Crises : une Europe plus pragmatique et plus forte ?
Pour protéger les citoyens de la hausse des prix du gaz et de l’électricité, l’Europe sera bien plus efficace si les Vingt-Sept agissent ensemble et de façon coordonnée. Cette prise de conscience qui s’opère montre que l’UE sait faire preuve, quand il le faut, d’une capacité d’adaptation spectaculaire estime un papier du Monde.
Une prospective peut-être un peu optimiste concernant la future régulation de l’énergie qui restera sans doute encore soumise à la régulation par le marché. Même en cas d’évolution significative on voit mal le lien avec la droitisation constatée dans plusieurs pays. Une droitisation qui vient surtout des dérives de l’immigration et non pas des questions énergétiques NDLR
Cela ne va pas sans frictions ni remises en cause, mais l’Union européenne (UE) parvient depuis plus de six mois à maintenir une surprenante unité face au plus grand défi géopolitique de son histoire : le retour de la guerre entre Etats à ses portes. Cette résistance, qui dément la thèse d’un affaiblissement occidental, n’était sans doute pas anticipée par Vladimir Poutine. Elle constitue un autre revers de taille pour le maître du Kremlin, qui s’ajoute aux déboires de son armée en Ukraine comme au renforcement de l’Alliance atlantique.
Cette unité a pour moteur principal la capacité des Européens à s’adapter à une nouvelle donne internationale. Il s’agit un défi considérable, pour des institutions dont la rigidité n’a pas peu contribué à leur diabolisation par les populismes qui travaillent les Etats membres.

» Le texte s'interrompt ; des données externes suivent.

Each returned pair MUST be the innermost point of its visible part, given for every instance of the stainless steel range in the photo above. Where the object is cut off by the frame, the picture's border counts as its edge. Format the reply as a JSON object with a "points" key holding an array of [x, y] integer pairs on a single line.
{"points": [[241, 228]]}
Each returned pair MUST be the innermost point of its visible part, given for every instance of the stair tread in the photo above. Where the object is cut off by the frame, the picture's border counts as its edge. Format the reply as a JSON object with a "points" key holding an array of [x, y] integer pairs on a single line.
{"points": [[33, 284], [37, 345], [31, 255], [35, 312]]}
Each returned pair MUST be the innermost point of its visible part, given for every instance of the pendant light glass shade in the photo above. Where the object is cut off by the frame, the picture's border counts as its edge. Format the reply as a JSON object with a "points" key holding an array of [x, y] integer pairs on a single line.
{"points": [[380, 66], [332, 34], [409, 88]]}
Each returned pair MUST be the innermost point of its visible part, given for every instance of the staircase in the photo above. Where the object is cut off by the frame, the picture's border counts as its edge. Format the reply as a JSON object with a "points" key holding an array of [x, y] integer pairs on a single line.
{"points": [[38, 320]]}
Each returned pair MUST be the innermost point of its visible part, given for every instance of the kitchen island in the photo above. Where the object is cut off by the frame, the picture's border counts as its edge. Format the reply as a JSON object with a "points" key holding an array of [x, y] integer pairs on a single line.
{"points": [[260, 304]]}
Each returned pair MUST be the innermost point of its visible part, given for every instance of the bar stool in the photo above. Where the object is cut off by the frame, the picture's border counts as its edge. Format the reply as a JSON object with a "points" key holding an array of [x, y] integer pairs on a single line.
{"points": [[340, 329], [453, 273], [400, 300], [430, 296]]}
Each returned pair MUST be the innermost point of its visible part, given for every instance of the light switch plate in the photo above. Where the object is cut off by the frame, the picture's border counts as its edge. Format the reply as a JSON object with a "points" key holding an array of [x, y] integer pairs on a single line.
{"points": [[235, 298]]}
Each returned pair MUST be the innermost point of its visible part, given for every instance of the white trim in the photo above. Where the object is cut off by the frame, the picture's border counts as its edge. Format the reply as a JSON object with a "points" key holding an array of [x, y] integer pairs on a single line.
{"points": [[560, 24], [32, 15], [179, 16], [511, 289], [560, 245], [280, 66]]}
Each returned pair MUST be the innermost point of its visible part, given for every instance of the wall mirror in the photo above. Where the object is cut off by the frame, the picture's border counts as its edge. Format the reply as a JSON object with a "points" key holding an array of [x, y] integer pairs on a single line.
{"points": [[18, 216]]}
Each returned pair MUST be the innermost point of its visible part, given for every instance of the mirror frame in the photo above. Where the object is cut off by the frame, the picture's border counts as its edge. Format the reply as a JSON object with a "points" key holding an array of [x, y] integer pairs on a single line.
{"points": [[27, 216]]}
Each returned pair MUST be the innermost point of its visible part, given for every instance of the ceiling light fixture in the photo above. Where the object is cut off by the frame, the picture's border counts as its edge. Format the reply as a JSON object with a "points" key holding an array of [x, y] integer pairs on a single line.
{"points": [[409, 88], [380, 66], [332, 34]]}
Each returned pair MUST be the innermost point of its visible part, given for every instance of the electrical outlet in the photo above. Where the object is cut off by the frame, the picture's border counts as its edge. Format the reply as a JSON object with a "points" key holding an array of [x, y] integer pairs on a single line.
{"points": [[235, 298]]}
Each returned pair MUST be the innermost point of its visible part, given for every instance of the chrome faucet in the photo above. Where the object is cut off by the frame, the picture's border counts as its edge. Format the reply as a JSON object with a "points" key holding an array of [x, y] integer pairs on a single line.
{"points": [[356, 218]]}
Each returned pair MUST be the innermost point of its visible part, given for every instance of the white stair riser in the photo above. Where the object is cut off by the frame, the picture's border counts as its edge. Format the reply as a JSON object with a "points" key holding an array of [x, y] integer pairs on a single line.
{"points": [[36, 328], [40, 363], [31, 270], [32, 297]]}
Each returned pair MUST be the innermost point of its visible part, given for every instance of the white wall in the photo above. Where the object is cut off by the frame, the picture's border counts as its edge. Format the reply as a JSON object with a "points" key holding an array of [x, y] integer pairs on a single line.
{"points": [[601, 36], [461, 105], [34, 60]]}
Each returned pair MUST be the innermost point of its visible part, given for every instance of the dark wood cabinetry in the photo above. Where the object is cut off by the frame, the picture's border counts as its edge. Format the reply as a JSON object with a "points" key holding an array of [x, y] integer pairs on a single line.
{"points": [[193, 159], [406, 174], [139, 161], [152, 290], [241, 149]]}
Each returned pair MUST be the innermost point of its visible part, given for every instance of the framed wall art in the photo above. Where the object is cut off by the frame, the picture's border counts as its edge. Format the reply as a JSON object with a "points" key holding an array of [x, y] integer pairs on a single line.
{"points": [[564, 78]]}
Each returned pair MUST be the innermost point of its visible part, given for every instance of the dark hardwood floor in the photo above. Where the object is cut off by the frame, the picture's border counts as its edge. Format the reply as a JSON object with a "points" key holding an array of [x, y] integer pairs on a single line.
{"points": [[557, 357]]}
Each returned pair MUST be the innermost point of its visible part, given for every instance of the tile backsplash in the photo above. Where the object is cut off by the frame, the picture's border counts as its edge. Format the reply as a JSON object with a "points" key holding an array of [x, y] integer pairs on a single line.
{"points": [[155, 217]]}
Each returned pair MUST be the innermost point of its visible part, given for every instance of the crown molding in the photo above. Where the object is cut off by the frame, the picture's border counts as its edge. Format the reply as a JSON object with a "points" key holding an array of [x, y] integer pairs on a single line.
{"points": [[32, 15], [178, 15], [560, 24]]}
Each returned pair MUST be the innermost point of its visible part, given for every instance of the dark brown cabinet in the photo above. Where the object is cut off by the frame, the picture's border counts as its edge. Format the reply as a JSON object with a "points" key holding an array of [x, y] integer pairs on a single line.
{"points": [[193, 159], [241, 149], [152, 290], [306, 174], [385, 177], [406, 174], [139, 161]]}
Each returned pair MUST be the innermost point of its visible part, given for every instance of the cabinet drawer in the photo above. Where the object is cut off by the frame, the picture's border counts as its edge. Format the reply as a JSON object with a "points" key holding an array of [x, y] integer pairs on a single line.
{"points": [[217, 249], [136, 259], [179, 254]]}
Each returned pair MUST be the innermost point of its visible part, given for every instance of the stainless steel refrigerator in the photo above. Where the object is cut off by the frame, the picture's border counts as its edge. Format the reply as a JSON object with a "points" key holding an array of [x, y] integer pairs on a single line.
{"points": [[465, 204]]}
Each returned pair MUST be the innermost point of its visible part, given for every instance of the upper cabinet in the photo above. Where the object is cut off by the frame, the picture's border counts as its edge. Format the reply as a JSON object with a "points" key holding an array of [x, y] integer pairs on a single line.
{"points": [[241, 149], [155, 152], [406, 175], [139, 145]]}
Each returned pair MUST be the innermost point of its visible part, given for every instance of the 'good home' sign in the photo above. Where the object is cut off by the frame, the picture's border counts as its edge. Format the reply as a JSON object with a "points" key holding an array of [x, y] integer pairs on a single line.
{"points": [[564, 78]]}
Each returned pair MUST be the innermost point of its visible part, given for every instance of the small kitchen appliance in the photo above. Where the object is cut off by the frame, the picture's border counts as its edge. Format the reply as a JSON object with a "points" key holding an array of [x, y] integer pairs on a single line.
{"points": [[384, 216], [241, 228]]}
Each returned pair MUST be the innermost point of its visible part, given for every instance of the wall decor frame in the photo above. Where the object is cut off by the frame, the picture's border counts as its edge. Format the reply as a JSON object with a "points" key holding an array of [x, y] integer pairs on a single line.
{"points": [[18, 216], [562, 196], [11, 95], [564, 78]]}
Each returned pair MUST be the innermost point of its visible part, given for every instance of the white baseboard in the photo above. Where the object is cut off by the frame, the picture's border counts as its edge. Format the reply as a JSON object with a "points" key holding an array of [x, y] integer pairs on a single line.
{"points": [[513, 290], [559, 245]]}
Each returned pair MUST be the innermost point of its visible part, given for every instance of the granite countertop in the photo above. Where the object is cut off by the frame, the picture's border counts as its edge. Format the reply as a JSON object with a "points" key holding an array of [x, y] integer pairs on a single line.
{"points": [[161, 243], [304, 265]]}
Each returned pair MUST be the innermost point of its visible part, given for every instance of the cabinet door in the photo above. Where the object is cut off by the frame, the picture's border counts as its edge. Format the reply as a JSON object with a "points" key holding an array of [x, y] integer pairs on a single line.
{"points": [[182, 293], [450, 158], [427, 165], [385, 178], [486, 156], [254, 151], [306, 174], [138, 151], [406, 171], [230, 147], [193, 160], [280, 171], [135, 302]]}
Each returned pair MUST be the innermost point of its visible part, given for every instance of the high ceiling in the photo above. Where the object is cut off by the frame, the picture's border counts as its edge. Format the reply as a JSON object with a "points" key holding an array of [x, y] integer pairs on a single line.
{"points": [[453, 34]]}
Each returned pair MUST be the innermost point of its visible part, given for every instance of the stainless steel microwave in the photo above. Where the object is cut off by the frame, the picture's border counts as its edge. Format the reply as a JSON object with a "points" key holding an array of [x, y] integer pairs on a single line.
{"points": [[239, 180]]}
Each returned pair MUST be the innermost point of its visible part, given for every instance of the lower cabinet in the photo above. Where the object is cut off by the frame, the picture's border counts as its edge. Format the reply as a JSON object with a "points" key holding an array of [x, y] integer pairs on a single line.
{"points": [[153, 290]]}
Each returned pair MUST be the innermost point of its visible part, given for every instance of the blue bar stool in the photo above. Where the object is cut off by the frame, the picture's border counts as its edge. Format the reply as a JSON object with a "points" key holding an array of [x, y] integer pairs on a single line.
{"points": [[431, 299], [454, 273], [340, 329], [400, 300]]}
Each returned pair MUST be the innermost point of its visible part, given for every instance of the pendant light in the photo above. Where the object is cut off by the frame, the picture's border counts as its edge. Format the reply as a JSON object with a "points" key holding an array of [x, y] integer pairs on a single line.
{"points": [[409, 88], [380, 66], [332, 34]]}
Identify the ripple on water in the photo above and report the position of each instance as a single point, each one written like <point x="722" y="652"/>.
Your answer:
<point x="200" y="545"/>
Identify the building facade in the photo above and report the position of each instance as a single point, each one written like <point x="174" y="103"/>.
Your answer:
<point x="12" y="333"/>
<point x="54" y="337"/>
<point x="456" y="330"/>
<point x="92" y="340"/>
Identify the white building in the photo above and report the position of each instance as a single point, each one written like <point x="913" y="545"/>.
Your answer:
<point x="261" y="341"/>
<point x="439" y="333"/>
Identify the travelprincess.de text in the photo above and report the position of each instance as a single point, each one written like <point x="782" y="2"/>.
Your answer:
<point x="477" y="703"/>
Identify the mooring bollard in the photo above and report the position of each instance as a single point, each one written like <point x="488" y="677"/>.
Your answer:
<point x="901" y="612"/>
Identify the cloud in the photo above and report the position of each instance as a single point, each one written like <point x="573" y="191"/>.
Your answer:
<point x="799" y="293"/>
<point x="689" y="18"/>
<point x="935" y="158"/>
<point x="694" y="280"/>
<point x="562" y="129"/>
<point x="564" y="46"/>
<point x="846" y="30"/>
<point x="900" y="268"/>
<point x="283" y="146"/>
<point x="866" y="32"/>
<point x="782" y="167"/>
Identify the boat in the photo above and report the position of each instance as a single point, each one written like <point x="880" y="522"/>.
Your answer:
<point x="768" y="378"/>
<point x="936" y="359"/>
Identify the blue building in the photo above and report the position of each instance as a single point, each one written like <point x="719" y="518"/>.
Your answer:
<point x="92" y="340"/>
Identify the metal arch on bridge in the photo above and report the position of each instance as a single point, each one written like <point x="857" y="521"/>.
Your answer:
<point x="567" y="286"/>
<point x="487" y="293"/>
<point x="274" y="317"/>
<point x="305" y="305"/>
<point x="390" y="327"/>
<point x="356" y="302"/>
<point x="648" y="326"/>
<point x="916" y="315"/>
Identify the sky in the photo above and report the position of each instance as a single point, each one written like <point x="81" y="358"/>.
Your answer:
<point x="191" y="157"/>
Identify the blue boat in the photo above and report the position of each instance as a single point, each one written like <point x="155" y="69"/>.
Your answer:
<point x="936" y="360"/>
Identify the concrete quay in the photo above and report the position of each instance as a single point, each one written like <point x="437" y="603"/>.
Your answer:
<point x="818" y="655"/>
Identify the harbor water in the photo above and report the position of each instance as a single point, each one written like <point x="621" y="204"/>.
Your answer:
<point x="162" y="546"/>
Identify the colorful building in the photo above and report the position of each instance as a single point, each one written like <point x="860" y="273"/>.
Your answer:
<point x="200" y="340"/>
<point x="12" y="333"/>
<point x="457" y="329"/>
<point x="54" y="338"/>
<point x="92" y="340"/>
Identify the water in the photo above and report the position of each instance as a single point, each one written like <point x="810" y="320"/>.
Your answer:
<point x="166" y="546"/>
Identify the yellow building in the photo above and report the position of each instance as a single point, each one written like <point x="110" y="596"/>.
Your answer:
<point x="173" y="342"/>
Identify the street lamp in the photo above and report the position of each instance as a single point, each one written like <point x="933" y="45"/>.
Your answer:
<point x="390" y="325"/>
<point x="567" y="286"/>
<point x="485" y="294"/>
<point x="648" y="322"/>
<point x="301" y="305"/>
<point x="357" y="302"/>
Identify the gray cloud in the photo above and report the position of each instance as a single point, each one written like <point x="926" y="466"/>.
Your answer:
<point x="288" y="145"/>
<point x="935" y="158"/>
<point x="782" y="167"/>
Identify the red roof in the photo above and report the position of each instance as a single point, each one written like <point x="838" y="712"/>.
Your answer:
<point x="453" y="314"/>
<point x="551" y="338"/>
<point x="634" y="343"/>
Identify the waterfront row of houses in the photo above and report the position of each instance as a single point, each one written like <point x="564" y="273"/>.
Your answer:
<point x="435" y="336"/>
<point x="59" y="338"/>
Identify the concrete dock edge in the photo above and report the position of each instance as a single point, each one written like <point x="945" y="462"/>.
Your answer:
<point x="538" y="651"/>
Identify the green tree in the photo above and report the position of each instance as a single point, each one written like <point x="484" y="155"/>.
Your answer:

La volonté de transformation dans l’urgence se heurte aujourd’hui à une nouvelle épreuve, avec la crise énergétique que l’invasion de l’Ukraine par la Russie a précipitée. La présidente de la Commission européenne, Ursula von der Leyen, a tracé le cap d’une Europe protectrice, en matière d’énergie dans son discours sur l’état de l’Union prononcé le 14 septembre. Elle a en effet pour ambition de protéger les citoyens européens devant la flambée des prix du gaz et de l’électricité.
Pour y parvenir, la Commission se dit prête à réformer en profondeur des mécanismes de marché qui ont montré leurs limites, voire leurs dysfonctionnements, avec notamment un système de fixation des prix aberrant. L’enjeu est double. A court terme, il faut reprendre le contrôle du marché. A long terme, il s’agit de consolider une souveraineté énergétique trop longtemps négligée. Une notion préside désormais à la poursuite de ces deux ambitions : la solidarité.
Qu’il s’agisse du stockage du gaz, des efforts de sobriété, du plafonnement des prix de l’électricité et du gaz, des prélèvements sur les superprofits des énergéticiens ou du développement d’un futur marché de l’hydrogène, une prise de conscience est en train de s’opérer : l’Europe sera bien plus efficace si les Vingt-Sept agissent ensemble et de façon coordonnée.
Le contenu de ces propositions doit maintenant être finalisé avant de pouvoir recueillir l’assentiment des Etats membres, qui pourraient se prononcer d’ici à la fin du mois de septembre. Mais qu’en aussi peu de temps un tel aggiornamento énergétique soit prêt à être appliqué démontre que l’UE sait faire preuve, quand il le faut, d’une capacité d’adaptation spectaculaire.
Un sursaut s’était déjà manifesté lors de la pandémie de Covid-19. L’UE n’avait pas hésité à rompre avec ses dogmes en mutualisant les dettes engendrées par le plan de relance européen adopté au sortir de la crise sanitaire. Les avocats d’une efficacité renforcée, au besoin en rompant avec le carcan de l’unanimité des Etats membres, se font également entendre, qu’il s’agisse d’Olaf Scholz ou d’Emmanuel Macron, en dépit de l’affaiblissement du moteur franco-allemand provoqué par l’invasion par la Russie de l’Ukraine.
Cette Europe pragmatique et protectrice se veut également une réponse à la montée des forces politiques qui menacent de remettre en cause le projet européen au nom d’un nationalisme étriqué, particulièrement inadapté à l’amplitude des bouleversements en cours. Il s’agit d’une course contre la montre, à la veille des élections prévues en Italie, en Lettonie et en Bulgarie, qui interviennent après celles tenues en France et en Suède, toutes marquées par une poussée nationale populiste.